Sept. 15, 2013— -- California workers may soon have the highest minimum wage levels in the country after a bill approving a raise from $8 to $10 within three years passed the state legislature.
The hike, to be implemented in two separate $1 increments, is the state's first in six years, and comes amid fast food industry strikes across the nation following a year-long campaign by unions and workers to raise federal wage floors to $15.
The bill, which eased through the state Senate 26 votes to 11 Thursday, and passed the Assembly a few hours later, 51-25, was backed by Democrats who said it would help workers pull through the effects of the recession and stimulate the economy by promoting spending among workers.
Gov. Jerry Brown called bill AB 10 an overdue piece of legislation that would help working class families, while Senator Bill Monning, D-Carmel, the bill's Senate floor manager, said raising the state's minimum wage level was "a moral imperative."
"It simply gives hardworking Californians the dignity and respect to provide for their families with their own hard-earned wages," said Assemblyman Luis Alejo, D-Watsonville, who brought the bill before his Assembly colleagues.
But Republican lawmakers opposed the bill, saying the 25 percent minimum wage increase would hurt business and cut jobs.
"This is a classic example with how out-of-touch state leaders are," said Sen. Jim Nielsen, R-Gerber.
Sen. Ted Gaines, R-Rocklin, compared raising tobacco costs to discourage smoking with the newly implemented wage standards, saying: "If you make something more expensive, people will buy less of it."
Industry associations have also opposed the bill.
The California Chamber of Commerce denounced it as "a job killer," while the California Restaurant Association said it was a "blow to small businesses" and a political knee-jerk move by the governor after it appeared that the issue had been shelved for the year.

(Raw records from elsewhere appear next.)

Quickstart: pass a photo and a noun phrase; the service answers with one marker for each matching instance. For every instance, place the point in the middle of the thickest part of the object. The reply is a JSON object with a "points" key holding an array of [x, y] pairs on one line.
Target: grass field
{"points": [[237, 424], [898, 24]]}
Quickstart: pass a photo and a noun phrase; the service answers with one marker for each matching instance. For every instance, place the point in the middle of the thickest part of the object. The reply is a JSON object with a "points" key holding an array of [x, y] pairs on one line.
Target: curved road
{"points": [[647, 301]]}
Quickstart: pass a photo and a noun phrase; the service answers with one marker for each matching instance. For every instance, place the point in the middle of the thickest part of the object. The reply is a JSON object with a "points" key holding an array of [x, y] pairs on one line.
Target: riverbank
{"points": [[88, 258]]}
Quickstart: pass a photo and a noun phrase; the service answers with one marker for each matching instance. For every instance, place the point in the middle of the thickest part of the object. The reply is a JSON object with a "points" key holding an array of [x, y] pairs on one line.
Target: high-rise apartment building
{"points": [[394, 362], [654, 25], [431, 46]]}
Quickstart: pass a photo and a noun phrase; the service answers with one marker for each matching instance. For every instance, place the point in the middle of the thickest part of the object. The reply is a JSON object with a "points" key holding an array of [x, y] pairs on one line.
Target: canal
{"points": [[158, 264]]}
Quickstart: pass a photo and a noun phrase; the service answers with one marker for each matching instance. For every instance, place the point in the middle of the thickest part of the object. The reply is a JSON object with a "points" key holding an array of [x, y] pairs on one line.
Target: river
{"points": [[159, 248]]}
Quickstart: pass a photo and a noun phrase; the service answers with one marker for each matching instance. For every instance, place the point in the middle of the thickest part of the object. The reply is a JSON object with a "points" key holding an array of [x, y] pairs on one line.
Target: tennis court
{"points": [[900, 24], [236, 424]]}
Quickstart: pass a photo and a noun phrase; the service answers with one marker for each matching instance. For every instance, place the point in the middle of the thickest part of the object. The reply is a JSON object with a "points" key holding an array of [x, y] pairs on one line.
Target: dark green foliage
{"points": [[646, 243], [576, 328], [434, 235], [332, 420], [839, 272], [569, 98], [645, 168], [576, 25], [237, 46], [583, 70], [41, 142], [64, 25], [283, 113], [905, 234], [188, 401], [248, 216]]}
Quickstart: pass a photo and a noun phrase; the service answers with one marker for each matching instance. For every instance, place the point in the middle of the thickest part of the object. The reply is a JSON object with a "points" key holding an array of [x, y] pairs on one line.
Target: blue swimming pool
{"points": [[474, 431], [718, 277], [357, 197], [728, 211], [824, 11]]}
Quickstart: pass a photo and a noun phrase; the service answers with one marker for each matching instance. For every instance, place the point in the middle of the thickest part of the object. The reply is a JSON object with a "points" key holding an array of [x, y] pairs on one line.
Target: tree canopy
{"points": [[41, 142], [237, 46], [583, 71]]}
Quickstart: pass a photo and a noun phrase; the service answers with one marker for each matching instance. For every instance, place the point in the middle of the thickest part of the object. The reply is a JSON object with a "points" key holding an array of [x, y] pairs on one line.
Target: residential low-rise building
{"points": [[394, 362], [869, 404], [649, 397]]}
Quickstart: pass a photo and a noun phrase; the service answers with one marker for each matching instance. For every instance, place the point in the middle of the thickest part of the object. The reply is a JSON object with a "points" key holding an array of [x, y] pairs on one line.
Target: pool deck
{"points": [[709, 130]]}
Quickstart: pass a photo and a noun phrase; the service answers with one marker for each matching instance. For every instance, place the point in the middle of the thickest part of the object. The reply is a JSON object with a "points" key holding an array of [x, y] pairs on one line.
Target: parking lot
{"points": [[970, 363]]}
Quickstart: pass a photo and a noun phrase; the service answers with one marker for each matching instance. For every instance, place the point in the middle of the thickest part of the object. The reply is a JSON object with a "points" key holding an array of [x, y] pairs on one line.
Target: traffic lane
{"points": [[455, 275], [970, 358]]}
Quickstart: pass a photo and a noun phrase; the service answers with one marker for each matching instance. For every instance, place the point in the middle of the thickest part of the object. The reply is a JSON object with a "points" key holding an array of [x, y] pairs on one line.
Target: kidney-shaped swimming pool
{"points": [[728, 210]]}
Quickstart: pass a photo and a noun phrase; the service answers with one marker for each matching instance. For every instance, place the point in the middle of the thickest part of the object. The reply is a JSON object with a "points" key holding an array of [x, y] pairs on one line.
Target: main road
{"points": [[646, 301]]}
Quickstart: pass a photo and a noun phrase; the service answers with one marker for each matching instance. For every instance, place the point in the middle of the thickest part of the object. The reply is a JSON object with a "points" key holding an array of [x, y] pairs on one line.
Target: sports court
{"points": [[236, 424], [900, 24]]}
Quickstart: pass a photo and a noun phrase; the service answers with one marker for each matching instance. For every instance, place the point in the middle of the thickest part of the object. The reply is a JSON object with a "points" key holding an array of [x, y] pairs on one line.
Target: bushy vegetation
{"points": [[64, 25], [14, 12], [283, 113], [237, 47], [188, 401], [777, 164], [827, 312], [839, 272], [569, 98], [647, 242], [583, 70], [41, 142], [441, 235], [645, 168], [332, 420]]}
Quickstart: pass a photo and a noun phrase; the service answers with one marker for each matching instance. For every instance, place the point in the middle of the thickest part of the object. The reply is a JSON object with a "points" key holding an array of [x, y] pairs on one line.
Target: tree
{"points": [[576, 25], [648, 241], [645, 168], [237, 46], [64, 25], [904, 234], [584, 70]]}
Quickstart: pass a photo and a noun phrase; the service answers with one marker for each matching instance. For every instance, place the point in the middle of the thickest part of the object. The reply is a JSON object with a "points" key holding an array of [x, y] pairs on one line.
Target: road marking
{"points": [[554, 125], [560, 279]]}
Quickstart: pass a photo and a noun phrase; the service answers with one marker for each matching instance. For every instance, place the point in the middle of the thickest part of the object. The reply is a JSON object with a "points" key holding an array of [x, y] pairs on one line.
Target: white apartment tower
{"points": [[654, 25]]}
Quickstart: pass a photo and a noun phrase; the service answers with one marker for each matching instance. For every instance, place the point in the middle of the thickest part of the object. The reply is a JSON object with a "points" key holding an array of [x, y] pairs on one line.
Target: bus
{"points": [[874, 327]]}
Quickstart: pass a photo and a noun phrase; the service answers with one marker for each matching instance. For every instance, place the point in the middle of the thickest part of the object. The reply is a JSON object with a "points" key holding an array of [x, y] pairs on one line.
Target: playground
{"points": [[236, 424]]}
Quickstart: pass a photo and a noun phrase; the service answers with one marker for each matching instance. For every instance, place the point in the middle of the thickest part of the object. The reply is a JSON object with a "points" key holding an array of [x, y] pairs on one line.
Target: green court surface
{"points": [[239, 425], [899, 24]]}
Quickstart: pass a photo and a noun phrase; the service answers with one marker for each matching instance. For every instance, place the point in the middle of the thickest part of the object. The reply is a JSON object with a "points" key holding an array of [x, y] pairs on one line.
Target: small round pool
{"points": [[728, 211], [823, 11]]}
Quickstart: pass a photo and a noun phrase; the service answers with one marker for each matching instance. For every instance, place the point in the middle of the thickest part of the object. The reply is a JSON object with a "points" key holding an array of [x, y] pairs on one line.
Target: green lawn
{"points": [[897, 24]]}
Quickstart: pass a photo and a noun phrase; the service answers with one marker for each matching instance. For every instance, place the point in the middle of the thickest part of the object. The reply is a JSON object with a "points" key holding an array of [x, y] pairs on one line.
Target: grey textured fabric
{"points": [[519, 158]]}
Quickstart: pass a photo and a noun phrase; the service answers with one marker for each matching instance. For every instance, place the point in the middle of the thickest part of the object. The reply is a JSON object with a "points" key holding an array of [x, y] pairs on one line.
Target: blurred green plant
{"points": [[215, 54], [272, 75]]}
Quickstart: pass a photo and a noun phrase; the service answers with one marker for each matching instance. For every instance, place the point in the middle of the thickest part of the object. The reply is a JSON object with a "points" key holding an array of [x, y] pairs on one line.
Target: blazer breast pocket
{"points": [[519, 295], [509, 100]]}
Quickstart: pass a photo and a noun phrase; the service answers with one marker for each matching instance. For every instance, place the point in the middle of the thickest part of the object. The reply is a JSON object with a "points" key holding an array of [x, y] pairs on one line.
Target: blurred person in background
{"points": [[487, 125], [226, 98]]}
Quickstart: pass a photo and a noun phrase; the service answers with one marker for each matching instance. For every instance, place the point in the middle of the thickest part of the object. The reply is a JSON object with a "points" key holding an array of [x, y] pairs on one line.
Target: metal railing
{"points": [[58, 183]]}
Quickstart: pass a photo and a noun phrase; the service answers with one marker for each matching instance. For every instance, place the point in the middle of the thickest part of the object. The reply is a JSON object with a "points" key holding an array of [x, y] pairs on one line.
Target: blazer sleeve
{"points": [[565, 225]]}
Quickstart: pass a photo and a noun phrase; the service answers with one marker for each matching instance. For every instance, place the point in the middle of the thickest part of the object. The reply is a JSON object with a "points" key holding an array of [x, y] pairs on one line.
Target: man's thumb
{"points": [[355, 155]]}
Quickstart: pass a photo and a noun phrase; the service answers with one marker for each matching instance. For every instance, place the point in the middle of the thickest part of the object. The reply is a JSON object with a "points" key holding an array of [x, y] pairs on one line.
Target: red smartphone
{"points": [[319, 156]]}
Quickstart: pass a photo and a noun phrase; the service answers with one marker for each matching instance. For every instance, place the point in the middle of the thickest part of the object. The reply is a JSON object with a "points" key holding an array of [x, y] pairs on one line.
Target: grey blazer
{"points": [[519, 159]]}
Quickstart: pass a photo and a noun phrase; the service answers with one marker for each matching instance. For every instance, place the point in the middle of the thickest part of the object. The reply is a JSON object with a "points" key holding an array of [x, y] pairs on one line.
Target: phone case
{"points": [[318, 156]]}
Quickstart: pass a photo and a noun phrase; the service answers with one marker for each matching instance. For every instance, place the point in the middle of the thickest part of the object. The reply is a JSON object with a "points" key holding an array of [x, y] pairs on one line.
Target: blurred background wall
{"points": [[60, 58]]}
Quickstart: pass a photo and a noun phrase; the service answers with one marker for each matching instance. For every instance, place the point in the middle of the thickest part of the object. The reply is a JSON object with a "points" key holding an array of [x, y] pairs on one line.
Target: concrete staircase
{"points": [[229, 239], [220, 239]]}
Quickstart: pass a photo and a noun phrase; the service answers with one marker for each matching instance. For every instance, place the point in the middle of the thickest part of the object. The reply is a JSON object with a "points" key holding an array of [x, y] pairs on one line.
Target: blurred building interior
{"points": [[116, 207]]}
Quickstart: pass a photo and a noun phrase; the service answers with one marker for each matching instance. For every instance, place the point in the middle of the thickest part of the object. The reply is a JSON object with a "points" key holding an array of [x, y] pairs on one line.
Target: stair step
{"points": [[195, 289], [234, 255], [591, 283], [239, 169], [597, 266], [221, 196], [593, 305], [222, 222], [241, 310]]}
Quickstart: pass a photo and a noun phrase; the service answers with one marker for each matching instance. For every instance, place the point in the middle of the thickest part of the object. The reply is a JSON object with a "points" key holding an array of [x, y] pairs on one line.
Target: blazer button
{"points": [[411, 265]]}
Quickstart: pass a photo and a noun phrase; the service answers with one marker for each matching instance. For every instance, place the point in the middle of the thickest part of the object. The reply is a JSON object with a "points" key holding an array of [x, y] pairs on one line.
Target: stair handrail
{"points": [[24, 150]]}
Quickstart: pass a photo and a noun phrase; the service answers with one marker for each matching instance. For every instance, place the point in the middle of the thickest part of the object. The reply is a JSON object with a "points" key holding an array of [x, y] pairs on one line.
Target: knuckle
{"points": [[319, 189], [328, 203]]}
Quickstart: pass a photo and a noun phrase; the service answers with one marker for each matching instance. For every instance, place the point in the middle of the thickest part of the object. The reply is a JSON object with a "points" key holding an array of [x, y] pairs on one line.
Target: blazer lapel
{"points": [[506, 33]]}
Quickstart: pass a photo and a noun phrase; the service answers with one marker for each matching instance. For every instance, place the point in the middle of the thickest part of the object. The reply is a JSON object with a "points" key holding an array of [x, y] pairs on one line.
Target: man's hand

"Brown suddenly became aggressively interested in addressing minimum wage with labor unions in an attempt to avoid their threat of putting the issue on the ballot in 2014," the CRA said on its website.
Although the federal minimum wage is currently set at $7.25 an hour, tipped employees often earn less than that. Under current federal requirements, employees are only obliged to be paid $2.13 an hour in direct wages if tips and commissions bridge the rest of gap.
More than 15 million American workers earn the national minimum wage, which calculated over a 40-hour, 52-week working year, equals $15,080. This figure sits $50 below the federal poverty line for a family of two and compares with a median national salary of $40,350.
Washington state currently heads the minimum wage leader board, mandating that workers be paid $9.19 an hour, while some cities, such as San Francisco ($10.50), boast even higher wages.
Under U.S. Department of Labor laws, when an employee is subject to both the federal and state wage laws, the employee is entitled to the provisions that provide the greater benefits.
California's minimum wage will be raised in two separate increments of $1, in July 2014 and again in January 2016, and it is not adjusted to inflation.
Unless further raises are approved by California lawmakers, other states like Washington that do index wages against inflation would gradually overtake California's miminum wage.